A student’s dissertation, which shall normally be of not more than 20,000 words and supported by such other material as may be considered appropriate to the subject, shall embody the results of his/her period of project work. The subject of each student’s dissertation shall be approved by the Chair of the Board of Studies concerned or his/her nominee.

Assessment

The assessments have been chosen to ensure that the learning outcomes are appropriately tested and provide students with the opportunity to demonstrate they have met them. Specific assessment methods for each module are detailed within the relevant Module Description.

Formative and summative assessment is through module assignments including methods such as: case reflections, critical appraisals, online quizzes, creating posters, opinion pieces, communication strategies or proposals. Standardised marking schemes will be used for all summative assessment and the feedback provided for each completed assignment to guide the student for future assignments.

The dissertation stage will be assessed based on the final dissertation. The dissertation will be assigned 60 credits and, in combination with the taught stage(s), shall be weighted 50% for the purpose of calculating the final mark.

Career Prospects

The course delivers Masters level education and thus enables you to demonstrate you are taking the opportunity to develop your abilities in critical analysis, problem-solving, decision-making, finding and using evidence and in dealing with complex issues in palliative care.

Whilst we do not formally assess clinical skills or competencies in a face to face context (so the course is not a substitute for a formal specialty training programme), studying at this level should help successful students demonstrate numerous academic skills that should be highly regarded in relation to their career development and progression.

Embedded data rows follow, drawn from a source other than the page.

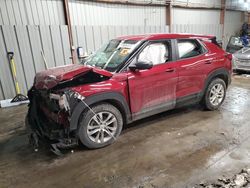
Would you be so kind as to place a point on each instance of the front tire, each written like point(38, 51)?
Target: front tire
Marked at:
point(215, 94)
point(100, 127)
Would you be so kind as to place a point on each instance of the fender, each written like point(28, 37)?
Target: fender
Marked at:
point(114, 96)
point(217, 73)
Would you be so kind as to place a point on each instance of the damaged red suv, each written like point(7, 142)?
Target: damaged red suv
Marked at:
point(127, 79)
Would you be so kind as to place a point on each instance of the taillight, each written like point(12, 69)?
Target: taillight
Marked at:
point(229, 56)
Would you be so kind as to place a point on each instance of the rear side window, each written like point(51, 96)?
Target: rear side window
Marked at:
point(189, 48)
point(156, 53)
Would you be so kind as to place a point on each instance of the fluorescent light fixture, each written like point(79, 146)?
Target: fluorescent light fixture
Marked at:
point(246, 5)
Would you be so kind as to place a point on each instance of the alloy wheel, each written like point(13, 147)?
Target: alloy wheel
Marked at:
point(216, 94)
point(102, 127)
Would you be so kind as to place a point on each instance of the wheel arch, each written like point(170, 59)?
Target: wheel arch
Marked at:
point(114, 98)
point(219, 73)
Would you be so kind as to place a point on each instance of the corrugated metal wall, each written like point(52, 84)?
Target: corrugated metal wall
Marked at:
point(31, 12)
point(27, 42)
point(197, 21)
point(92, 13)
point(233, 23)
point(91, 37)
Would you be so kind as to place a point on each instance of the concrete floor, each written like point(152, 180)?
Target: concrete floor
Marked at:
point(174, 149)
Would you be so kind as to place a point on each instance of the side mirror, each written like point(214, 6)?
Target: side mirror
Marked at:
point(141, 65)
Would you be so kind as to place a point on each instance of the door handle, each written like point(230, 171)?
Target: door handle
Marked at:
point(169, 70)
point(208, 62)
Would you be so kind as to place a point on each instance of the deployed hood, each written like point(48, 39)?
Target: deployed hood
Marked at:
point(244, 53)
point(50, 78)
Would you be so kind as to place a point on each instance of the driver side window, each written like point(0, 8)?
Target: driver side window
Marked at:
point(157, 53)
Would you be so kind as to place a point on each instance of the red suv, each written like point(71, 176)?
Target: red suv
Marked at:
point(127, 79)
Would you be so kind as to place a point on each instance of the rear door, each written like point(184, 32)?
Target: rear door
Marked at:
point(152, 91)
point(194, 63)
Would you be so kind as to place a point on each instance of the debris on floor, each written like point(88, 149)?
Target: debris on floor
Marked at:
point(239, 180)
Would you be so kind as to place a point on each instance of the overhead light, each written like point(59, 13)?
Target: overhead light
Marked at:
point(246, 5)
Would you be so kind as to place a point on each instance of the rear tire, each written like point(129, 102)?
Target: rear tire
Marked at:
point(101, 128)
point(215, 94)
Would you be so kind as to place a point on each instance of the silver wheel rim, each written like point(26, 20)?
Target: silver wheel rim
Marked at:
point(102, 127)
point(216, 94)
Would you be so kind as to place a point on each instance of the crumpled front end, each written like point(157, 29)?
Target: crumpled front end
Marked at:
point(48, 119)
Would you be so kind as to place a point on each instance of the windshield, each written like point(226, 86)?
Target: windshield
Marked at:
point(112, 54)
point(236, 41)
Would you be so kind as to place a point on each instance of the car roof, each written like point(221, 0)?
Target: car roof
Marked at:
point(159, 36)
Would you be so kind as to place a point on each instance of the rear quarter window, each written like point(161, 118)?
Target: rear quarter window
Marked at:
point(188, 48)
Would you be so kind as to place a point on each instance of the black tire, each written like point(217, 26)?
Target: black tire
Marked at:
point(207, 96)
point(87, 118)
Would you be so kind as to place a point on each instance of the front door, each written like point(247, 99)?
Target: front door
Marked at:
point(154, 90)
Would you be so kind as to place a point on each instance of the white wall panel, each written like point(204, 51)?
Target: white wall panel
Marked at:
point(31, 12)
point(195, 16)
point(92, 13)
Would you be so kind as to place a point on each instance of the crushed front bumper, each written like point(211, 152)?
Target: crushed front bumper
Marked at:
point(43, 130)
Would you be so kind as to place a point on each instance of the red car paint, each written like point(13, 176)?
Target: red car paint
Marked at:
point(145, 89)
point(49, 78)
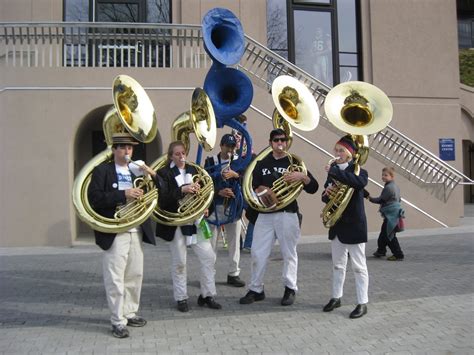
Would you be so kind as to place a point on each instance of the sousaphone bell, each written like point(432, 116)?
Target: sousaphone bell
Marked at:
point(295, 106)
point(359, 109)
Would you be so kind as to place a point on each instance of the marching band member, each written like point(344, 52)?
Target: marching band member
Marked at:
point(112, 185)
point(227, 204)
point(349, 234)
point(280, 224)
point(177, 183)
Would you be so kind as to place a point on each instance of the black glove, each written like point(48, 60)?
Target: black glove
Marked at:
point(366, 194)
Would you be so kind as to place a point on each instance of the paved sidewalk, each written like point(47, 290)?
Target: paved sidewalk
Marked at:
point(52, 301)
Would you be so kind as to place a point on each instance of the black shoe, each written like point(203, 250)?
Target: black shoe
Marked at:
point(209, 301)
point(395, 258)
point(333, 303)
point(289, 297)
point(252, 297)
point(136, 321)
point(120, 331)
point(359, 311)
point(182, 306)
point(235, 281)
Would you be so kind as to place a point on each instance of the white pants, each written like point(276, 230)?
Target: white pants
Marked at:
point(207, 260)
point(269, 227)
point(122, 268)
point(359, 267)
point(232, 234)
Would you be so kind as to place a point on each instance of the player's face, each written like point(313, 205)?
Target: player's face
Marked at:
point(121, 151)
point(227, 150)
point(179, 156)
point(386, 177)
point(279, 143)
point(342, 155)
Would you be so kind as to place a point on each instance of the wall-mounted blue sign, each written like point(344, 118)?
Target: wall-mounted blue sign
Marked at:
point(447, 149)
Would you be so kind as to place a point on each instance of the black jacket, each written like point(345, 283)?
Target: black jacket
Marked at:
point(270, 169)
point(168, 197)
point(104, 196)
point(352, 226)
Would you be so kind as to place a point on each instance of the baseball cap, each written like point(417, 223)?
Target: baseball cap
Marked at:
point(228, 139)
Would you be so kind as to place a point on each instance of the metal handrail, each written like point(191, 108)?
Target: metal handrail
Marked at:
point(328, 154)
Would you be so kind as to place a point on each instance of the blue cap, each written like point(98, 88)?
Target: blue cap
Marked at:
point(228, 139)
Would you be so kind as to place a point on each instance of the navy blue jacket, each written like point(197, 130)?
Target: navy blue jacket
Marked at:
point(352, 226)
point(104, 196)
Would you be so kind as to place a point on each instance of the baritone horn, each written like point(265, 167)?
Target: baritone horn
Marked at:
point(295, 106)
point(201, 121)
point(359, 109)
point(132, 112)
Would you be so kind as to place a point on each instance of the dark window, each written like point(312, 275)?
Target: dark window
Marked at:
point(320, 36)
point(277, 24)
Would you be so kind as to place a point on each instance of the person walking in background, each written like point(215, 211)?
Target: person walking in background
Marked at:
point(349, 234)
point(391, 211)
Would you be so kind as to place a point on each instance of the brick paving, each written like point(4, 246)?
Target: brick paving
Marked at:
point(52, 301)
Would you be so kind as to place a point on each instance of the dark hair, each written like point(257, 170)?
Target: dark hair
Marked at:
point(277, 132)
point(171, 148)
point(116, 145)
point(389, 170)
point(242, 119)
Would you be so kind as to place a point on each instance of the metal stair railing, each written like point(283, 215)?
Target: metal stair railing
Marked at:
point(84, 44)
point(329, 155)
point(389, 146)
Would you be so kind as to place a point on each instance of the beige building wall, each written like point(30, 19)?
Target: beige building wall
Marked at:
point(43, 131)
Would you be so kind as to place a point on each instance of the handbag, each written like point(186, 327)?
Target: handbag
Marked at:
point(400, 227)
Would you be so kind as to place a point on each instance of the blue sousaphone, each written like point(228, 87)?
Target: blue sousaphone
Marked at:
point(229, 90)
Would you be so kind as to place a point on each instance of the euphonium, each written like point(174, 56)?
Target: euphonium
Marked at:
point(294, 106)
point(201, 121)
point(133, 112)
point(359, 109)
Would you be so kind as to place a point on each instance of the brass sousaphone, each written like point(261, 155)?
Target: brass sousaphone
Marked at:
point(360, 109)
point(295, 106)
point(201, 121)
point(132, 112)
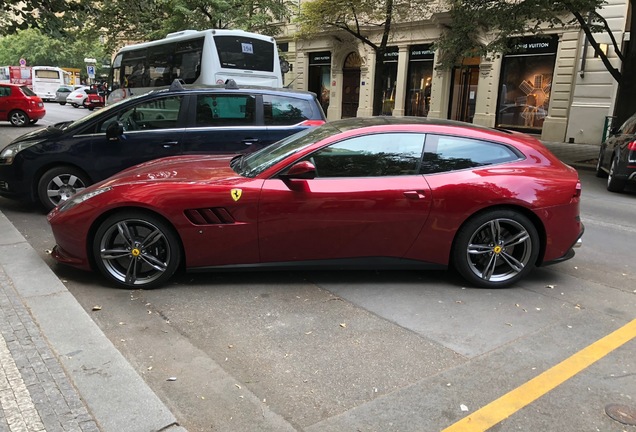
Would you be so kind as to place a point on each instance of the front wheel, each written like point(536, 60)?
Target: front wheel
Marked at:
point(496, 249)
point(59, 184)
point(614, 184)
point(136, 250)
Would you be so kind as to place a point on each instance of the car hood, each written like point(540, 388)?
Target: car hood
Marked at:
point(191, 168)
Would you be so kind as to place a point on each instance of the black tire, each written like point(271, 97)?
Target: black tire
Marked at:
point(614, 184)
point(600, 172)
point(59, 184)
point(19, 118)
point(496, 249)
point(136, 250)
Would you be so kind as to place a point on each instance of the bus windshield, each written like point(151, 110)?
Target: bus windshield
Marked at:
point(208, 57)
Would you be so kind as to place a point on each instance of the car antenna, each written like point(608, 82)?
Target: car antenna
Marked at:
point(177, 84)
point(230, 84)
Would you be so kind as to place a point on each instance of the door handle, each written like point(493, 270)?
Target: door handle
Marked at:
point(415, 194)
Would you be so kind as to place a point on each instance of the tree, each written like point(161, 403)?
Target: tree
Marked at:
point(52, 17)
point(369, 21)
point(486, 26)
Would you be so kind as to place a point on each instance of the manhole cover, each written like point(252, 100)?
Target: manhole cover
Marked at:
point(622, 413)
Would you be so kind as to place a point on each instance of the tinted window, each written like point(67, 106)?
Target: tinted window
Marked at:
point(239, 52)
point(390, 154)
point(283, 110)
point(629, 127)
point(225, 110)
point(148, 115)
point(449, 153)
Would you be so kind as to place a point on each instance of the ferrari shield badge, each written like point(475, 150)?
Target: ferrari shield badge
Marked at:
point(236, 194)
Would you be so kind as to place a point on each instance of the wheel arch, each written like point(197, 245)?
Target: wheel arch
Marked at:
point(44, 168)
point(90, 236)
point(536, 221)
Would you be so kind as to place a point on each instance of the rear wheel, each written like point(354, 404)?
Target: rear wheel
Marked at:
point(496, 249)
point(614, 184)
point(136, 250)
point(59, 184)
point(18, 118)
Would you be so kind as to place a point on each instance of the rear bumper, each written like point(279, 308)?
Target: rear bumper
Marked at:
point(570, 253)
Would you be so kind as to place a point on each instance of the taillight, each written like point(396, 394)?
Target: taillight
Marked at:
point(312, 123)
point(577, 189)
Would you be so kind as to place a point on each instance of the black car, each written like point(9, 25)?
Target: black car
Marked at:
point(52, 164)
point(617, 157)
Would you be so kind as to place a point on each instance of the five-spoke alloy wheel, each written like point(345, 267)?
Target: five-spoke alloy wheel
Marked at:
point(136, 250)
point(496, 248)
point(59, 184)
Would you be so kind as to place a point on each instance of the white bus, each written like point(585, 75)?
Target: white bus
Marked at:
point(45, 81)
point(204, 57)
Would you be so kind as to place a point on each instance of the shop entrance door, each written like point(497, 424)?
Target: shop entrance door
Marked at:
point(351, 85)
point(464, 91)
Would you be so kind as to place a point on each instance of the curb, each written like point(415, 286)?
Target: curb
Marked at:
point(115, 395)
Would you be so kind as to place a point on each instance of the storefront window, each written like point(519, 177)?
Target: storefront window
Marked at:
point(320, 77)
point(420, 74)
point(389, 78)
point(526, 84)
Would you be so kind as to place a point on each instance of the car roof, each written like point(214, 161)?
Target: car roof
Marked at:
point(177, 87)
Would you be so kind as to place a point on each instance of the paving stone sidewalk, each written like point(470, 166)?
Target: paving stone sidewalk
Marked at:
point(35, 393)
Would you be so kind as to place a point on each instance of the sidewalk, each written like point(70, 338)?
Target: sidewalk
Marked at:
point(58, 371)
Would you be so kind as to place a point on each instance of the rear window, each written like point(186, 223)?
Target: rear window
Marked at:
point(27, 91)
point(240, 52)
point(285, 111)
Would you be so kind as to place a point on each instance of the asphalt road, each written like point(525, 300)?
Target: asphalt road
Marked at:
point(376, 351)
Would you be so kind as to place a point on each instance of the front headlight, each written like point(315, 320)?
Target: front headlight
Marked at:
point(80, 198)
point(8, 153)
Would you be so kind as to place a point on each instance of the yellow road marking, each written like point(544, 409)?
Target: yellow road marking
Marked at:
point(502, 408)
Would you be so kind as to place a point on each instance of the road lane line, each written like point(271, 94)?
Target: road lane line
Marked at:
point(502, 408)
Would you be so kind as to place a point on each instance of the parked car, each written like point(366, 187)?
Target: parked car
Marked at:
point(52, 164)
point(20, 105)
point(617, 157)
point(77, 96)
point(62, 93)
point(383, 192)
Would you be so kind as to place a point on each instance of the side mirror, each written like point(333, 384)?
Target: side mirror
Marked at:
point(301, 170)
point(114, 131)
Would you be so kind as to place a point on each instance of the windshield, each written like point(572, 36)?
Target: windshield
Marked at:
point(257, 162)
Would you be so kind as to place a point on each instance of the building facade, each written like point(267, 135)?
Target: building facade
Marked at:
point(553, 85)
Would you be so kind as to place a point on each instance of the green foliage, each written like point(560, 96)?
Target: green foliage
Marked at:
point(484, 27)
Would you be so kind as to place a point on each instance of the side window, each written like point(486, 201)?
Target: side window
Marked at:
point(390, 154)
point(629, 127)
point(148, 115)
point(449, 153)
point(225, 110)
point(284, 111)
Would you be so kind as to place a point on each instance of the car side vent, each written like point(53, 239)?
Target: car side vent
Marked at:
point(209, 216)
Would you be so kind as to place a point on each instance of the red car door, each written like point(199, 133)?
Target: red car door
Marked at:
point(368, 201)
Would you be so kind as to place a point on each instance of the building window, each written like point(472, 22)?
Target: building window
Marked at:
point(320, 77)
point(526, 84)
point(420, 74)
point(389, 78)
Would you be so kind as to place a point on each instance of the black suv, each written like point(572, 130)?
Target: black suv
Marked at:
point(52, 164)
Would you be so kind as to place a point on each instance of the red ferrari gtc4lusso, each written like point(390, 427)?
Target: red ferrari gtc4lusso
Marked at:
point(381, 193)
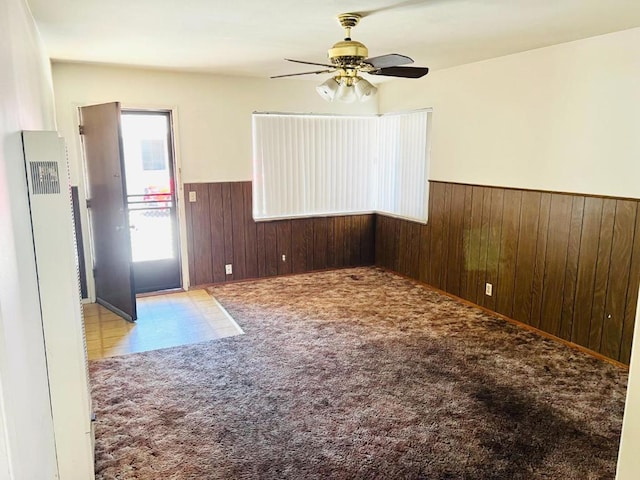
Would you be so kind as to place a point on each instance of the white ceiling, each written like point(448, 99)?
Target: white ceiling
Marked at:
point(252, 37)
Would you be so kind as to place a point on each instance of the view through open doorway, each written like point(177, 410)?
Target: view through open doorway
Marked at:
point(151, 201)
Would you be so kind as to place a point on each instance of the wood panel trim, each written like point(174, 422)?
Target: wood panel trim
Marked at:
point(524, 326)
point(563, 263)
point(221, 230)
point(523, 189)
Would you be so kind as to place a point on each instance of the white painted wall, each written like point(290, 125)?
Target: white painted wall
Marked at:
point(212, 118)
point(628, 459)
point(27, 448)
point(562, 118)
point(213, 113)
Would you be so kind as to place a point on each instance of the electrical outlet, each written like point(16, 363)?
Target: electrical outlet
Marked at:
point(488, 289)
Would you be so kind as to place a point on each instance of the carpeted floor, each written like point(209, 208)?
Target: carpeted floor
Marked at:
point(357, 374)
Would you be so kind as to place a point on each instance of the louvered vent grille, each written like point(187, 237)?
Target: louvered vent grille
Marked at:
point(45, 179)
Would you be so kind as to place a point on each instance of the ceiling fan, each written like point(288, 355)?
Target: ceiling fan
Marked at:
point(348, 59)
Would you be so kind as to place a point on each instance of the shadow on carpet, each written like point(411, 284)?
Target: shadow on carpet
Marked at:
point(357, 374)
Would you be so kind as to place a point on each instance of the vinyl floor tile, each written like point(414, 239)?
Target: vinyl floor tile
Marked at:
point(163, 321)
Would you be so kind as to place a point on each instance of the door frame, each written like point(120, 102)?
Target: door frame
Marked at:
point(180, 200)
point(173, 170)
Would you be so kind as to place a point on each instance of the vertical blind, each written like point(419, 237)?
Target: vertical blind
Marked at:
point(402, 184)
point(311, 165)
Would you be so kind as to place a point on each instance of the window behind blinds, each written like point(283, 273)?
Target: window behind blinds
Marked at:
point(402, 185)
point(311, 165)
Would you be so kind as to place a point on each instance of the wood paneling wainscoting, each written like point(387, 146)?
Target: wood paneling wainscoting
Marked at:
point(566, 264)
point(221, 230)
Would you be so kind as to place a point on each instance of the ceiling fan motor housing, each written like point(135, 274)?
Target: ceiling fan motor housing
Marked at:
point(348, 53)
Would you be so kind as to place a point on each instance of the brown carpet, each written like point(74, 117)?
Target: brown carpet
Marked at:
point(358, 374)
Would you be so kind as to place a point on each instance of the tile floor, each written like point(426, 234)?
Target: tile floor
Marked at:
point(163, 321)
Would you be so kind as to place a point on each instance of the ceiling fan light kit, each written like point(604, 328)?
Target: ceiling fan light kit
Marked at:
point(348, 59)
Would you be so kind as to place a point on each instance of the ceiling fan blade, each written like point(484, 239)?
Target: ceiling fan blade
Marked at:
point(302, 73)
point(405, 72)
point(309, 63)
point(391, 60)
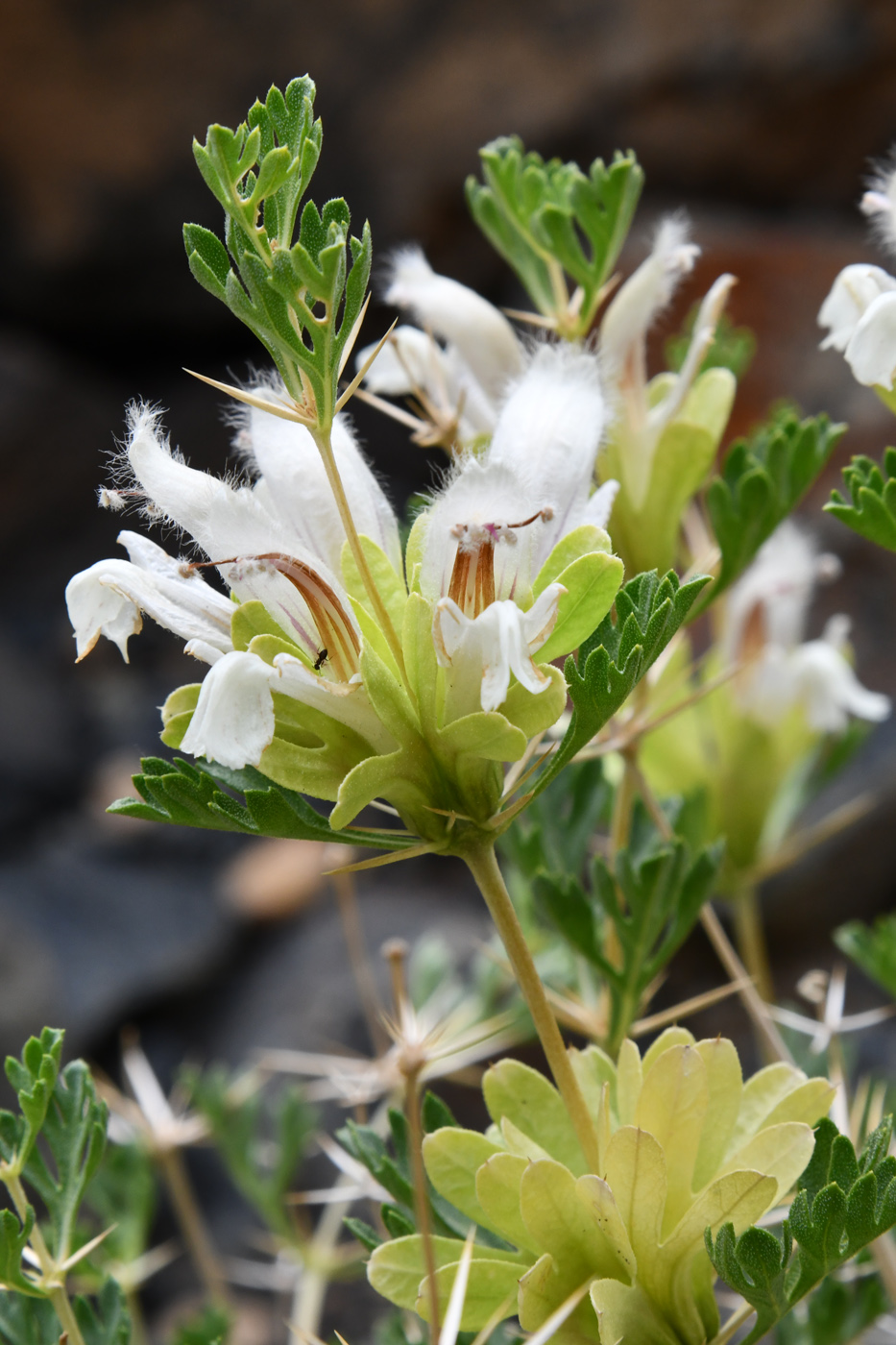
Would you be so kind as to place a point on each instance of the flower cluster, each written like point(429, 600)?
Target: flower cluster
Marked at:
point(507, 568)
point(685, 1145)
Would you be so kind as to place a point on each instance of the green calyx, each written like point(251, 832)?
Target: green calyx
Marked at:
point(685, 1145)
point(661, 473)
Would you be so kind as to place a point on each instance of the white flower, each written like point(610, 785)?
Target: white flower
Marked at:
point(462, 380)
point(623, 349)
point(109, 598)
point(499, 517)
point(764, 624)
point(849, 299)
point(280, 541)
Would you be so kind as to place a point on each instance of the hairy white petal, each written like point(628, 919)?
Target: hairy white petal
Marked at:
point(224, 521)
point(410, 358)
point(879, 204)
point(343, 701)
point(483, 652)
point(109, 598)
point(781, 580)
point(646, 293)
point(829, 689)
point(460, 316)
point(202, 651)
point(234, 720)
point(871, 352)
point(294, 486)
point(851, 295)
point(600, 504)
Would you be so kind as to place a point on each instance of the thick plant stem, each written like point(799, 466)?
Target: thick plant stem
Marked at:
point(422, 1197)
point(191, 1224)
point(483, 865)
point(751, 941)
point(383, 621)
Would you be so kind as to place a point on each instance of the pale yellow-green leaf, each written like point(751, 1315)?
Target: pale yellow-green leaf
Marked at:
point(490, 1284)
point(452, 1159)
point(762, 1093)
point(520, 1143)
point(808, 1103)
point(415, 548)
point(627, 1315)
point(570, 548)
point(389, 698)
point(498, 1193)
point(375, 636)
point(487, 735)
point(525, 1098)
point(674, 1036)
point(177, 713)
point(591, 582)
point(628, 1080)
point(569, 1227)
point(725, 1087)
point(593, 1068)
point(420, 656)
point(533, 712)
point(781, 1152)
point(637, 1176)
point(597, 1196)
point(252, 619)
point(709, 401)
point(397, 1267)
point(541, 1294)
point(671, 1106)
point(389, 585)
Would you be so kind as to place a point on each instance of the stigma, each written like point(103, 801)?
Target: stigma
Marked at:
point(472, 577)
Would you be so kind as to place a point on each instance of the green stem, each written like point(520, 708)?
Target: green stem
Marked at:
point(482, 863)
point(751, 941)
point(383, 621)
point(57, 1293)
point(191, 1224)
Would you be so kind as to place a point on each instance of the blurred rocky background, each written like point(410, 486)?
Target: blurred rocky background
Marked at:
point(758, 116)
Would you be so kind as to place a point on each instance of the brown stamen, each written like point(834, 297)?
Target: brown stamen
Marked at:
point(336, 632)
point(472, 577)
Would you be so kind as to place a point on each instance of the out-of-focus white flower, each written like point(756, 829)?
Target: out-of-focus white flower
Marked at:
point(764, 624)
point(860, 311)
point(643, 412)
point(462, 382)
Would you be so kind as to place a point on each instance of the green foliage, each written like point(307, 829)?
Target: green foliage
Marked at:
point(763, 479)
point(835, 1313)
point(104, 1321)
point(873, 948)
point(302, 299)
point(844, 1203)
point(74, 1133)
point(211, 1327)
point(614, 659)
point(872, 493)
point(27, 1321)
point(260, 1138)
point(390, 1166)
point(539, 214)
point(194, 794)
point(631, 920)
point(734, 347)
point(33, 1078)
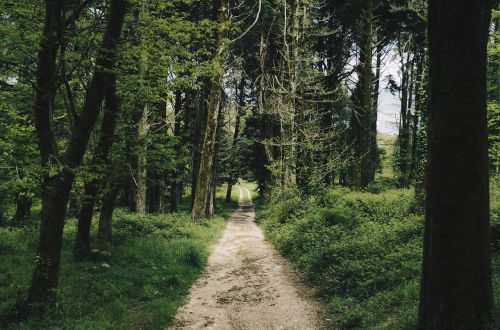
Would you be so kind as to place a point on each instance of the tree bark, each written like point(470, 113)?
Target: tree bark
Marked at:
point(175, 185)
point(140, 189)
point(100, 160)
point(23, 206)
point(456, 290)
point(104, 233)
point(204, 192)
point(362, 116)
point(56, 188)
point(239, 113)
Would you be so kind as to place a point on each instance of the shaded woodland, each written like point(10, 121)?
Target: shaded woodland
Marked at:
point(129, 122)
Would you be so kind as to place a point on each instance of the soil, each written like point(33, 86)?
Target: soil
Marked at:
point(248, 285)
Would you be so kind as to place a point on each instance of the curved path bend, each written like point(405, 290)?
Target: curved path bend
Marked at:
point(248, 285)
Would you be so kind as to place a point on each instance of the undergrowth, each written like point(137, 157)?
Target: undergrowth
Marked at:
point(138, 282)
point(362, 251)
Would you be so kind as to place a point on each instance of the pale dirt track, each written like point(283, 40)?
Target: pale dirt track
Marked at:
point(247, 285)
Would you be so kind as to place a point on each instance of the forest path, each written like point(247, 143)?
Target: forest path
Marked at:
point(248, 285)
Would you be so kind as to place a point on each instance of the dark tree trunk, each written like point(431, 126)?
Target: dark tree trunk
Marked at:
point(175, 185)
point(203, 199)
point(232, 172)
point(362, 116)
point(23, 207)
point(107, 208)
point(200, 122)
point(456, 290)
point(56, 188)
point(374, 158)
point(99, 161)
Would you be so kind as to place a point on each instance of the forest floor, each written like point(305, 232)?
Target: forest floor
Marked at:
point(248, 285)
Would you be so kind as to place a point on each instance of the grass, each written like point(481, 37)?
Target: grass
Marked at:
point(138, 282)
point(361, 250)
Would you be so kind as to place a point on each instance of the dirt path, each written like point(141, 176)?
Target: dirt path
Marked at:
point(247, 285)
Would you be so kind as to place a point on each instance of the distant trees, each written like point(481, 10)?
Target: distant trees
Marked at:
point(58, 172)
point(285, 93)
point(456, 290)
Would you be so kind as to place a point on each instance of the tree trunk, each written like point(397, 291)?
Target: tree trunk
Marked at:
point(175, 185)
point(239, 113)
point(99, 161)
point(204, 187)
point(456, 290)
point(200, 122)
point(140, 189)
point(23, 207)
point(107, 208)
point(374, 158)
point(362, 116)
point(56, 188)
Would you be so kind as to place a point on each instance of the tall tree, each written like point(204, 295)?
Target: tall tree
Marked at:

In particular, the course offers opportunities to demonstrate the development of knowledge and skills in relation to the application of evidence based medicine and the potential enhancement of services and governance frameworks in palliative care. As such, if should provide evidence of commitment and potential that may assist you in relation to taking on greater responsibilities or perhaps seeking management, research, scholarship or leadership roles in palliative care.